The public concern and governmental regulations on bisphenol A (BPA) have stimulated the development and production of alternative analogues to replace BPA in a myriad of applications. Given the endocrine disrupting activities of BPA and potentially other analogues, the present study investigated and compared the effects of neonatal exposure to BPA, BPB, BPE, BPF, and BPS on the genital development in male mice. Pups were injected subcutaneously on the right shoulder in the mornings of postnatal days P0.5, P2, P4, and P6, resulting in a low dose of 0.05 μg/g body weight (bw)/day and a high dose of 10 μg/g bw/day. Mice were sacrificed at predetermined time and evaluated for gene expression levels (3 days after birth or P3), steroid hormone levels (P5), and morphological changes (P21). The results demonstrated that BPA, BPB, BPE, or BPF significantly shortened glans penis length and anogenital distance, while BPS didn't.
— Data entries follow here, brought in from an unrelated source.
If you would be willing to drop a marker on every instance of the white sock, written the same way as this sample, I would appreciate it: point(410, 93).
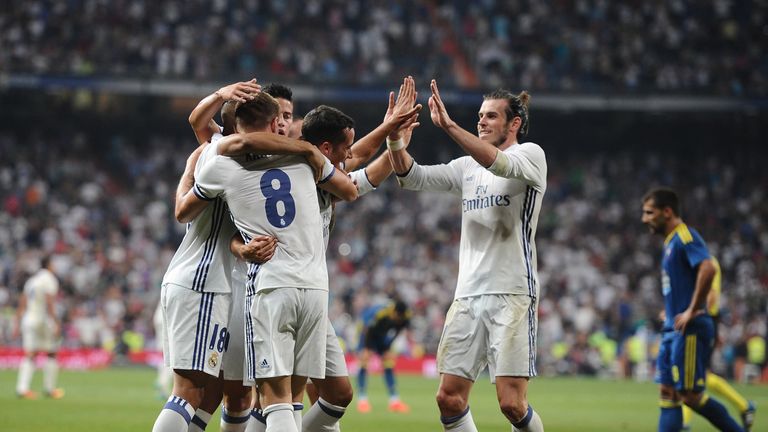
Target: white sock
point(234, 421)
point(280, 418)
point(298, 409)
point(460, 423)
point(323, 417)
point(200, 421)
point(50, 373)
point(164, 378)
point(530, 423)
point(175, 416)
point(257, 422)
point(26, 369)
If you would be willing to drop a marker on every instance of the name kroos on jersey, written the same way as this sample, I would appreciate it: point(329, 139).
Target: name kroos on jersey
point(480, 203)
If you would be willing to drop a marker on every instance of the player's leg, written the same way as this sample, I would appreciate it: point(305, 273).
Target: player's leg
point(212, 394)
point(334, 392)
point(30, 339)
point(671, 413)
point(50, 376)
point(298, 387)
point(289, 337)
point(461, 357)
point(311, 349)
point(276, 398)
point(671, 416)
point(186, 396)
point(687, 417)
point(512, 395)
point(363, 405)
point(512, 325)
point(717, 384)
point(395, 404)
point(236, 410)
point(453, 403)
point(690, 358)
point(23, 381)
point(257, 422)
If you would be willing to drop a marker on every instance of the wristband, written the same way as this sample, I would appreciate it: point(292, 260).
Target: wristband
point(395, 145)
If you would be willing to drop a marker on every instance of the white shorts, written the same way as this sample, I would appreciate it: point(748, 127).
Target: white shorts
point(335, 363)
point(287, 333)
point(38, 335)
point(498, 330)
point(195, 328)
point(233, 365)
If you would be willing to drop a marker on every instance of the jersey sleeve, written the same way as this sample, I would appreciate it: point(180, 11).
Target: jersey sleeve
point(210, 174)
point(438, 178)
point(696, 250)
point(525, 162)
point(361, 180)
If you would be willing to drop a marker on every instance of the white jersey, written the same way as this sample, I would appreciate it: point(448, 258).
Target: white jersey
point(500, 213)
point(272, 195)
point(203, 261)
point(38, 287)
point(325, 200)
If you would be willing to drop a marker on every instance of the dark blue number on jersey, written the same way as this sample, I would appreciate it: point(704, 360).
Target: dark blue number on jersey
point(279, 194)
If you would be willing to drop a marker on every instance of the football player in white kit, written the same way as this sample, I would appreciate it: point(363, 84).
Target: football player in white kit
point(493, 318)
point(195, 301)
point(36, 319)
point(334, 392)
point(275, 195)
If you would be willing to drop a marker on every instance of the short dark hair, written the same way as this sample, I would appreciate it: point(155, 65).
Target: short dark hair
point(517, 106)
point(326, 123)
point(228, 117)
point(401, 308)
point(663, 197)
point(277, 90)
point(258, 112)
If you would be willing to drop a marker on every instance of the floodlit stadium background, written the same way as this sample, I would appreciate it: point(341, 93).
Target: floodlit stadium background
point(93, 137)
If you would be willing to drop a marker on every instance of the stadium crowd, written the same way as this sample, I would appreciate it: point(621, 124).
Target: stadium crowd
point(714, 46)
point(103, 209)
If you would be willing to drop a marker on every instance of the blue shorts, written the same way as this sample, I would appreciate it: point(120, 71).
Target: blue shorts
point(684, 358)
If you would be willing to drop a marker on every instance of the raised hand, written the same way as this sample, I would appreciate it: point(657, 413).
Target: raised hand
point(402, 113)
point(240, 92)
point(437, 109)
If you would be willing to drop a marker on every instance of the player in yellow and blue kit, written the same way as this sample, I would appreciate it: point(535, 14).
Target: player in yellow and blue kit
point(687, 273)
point(381, 325)
point(715, 383)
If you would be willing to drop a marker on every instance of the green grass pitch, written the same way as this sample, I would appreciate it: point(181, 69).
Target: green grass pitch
point(125, 400)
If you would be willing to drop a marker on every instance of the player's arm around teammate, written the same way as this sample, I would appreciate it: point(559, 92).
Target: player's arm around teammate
point(201, 118)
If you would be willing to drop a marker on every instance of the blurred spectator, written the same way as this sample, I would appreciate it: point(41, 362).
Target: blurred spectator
point(710, 46)
point(103, 210)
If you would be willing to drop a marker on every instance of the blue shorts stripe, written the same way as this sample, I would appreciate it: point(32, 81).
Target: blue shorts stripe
point(199, 422)
point(196, 283)
point(174, 405)
point(226, 418)
point(250, 353)
point(328, 410)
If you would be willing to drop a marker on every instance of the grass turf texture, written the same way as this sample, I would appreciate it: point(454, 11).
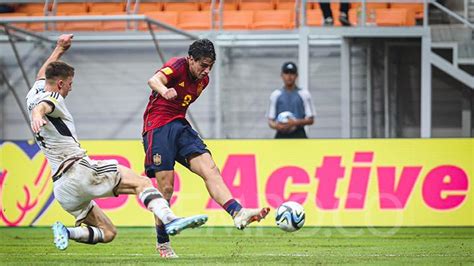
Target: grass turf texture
point(255, 245)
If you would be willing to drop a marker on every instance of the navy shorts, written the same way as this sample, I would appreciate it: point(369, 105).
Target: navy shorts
point(175, 141)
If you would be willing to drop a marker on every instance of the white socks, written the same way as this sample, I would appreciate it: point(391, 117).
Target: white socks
point(155, 202)
point(87, 234)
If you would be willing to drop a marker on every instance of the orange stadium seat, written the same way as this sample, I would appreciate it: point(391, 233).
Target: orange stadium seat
point(80, 25)
point(314, 17)
point(116, 25)
point(106, 8)
point(16, 14)
point(181, 7)
point(194, 20)
point(71, 8)
point(369, 6)
point(149, 7)
point(237, 20)
point(417, 8)
point(395, 17)
point(256, 5)
point(38, 26)
point(31, 8)
point(273, 19)
point(228, 5)
point(170, 18)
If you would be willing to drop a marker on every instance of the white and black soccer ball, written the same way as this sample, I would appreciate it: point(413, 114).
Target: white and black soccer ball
point(283, 117)
point(290, 216)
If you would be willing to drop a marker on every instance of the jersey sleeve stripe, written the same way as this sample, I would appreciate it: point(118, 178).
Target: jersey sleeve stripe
point(60, 126)
point(50, 104)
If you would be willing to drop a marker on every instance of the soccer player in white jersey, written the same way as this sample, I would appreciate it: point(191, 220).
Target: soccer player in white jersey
point(77, 179)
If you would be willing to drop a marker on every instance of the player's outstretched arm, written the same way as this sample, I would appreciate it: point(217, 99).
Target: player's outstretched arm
point(63, 43)
point(158, 83)
point(37, 116)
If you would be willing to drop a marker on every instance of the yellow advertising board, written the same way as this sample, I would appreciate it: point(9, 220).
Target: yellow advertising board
point(377, 182)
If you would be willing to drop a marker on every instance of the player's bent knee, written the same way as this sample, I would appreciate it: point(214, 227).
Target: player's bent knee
point(167, 191)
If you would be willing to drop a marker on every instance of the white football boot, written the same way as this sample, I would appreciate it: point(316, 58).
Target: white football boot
point(247, 216)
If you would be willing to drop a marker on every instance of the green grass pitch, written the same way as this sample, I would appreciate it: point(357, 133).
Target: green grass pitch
point(255, 245)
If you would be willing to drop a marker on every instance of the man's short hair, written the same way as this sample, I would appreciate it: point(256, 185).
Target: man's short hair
point(59, 69)
point(202, 48)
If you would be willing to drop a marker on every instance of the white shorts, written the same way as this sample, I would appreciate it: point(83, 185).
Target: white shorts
point(84, 181)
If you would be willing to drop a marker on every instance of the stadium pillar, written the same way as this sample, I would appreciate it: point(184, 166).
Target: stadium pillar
point(303, 58)
point(217, 92)
point(426, 84)
point(345, 88)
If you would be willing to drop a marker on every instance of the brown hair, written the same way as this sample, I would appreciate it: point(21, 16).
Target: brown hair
point(59, 69)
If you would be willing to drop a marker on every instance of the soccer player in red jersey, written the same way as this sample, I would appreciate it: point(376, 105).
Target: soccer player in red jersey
point(168, 137)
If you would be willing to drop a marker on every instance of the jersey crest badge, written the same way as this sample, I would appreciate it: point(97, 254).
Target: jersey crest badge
point(167, 71)
point(157, 159)
point(200, 87)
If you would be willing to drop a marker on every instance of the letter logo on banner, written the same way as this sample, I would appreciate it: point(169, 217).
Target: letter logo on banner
point(277, 182)
point(26, 191)
point(439, 182)
point(328, 175)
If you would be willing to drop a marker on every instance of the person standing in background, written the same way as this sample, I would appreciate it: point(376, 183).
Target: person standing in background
point(291, 107)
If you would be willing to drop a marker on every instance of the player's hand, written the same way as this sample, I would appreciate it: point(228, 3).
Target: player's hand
point(37, 123)
point(282, 127)
point(65, 41)
point(170, 94)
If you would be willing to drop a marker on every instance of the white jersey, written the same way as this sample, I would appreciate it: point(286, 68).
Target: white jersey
point(57, 139)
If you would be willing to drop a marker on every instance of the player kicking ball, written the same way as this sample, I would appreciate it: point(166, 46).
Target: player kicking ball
point(78, 180)
point(168, 137)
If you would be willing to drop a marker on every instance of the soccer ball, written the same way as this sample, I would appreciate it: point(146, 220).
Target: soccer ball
point(283, 117)
point(290, 216)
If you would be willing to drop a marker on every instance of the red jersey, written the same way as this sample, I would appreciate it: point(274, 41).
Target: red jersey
point(160, 111)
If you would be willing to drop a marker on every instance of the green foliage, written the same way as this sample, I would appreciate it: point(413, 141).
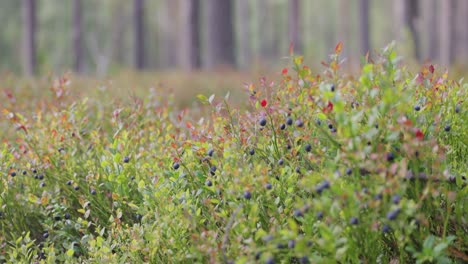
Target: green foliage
point(356, 175)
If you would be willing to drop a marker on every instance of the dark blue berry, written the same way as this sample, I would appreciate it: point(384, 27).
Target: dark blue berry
point(211, 152)
point(392, 215)
point(319, 215)
point(299, 123)
point(386, 228)
point(322, 186)
point(270, 260)
point(378, 196)
point(298, 213)
point(213, 169)
point(280, 246)
point(349, 171)
point(304, 260)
Testis weight and anogenital distance were also significantly affected by BPA, BPE or BPF. The results also revealed that bisphenol analogues exposure significantly reduced testosterone levels, and altered the expression levels of developmental genes networks in developing penis of mice. Our data demonstrate that selected bisphenol analogues may possess similar endocrine disrupting effects compared to BPA, and exposure to these analogues could affect reproductive development of male mice. This raises the concern on the environmental and health safety of bisphenol analogues applied as industrial BPA replacements.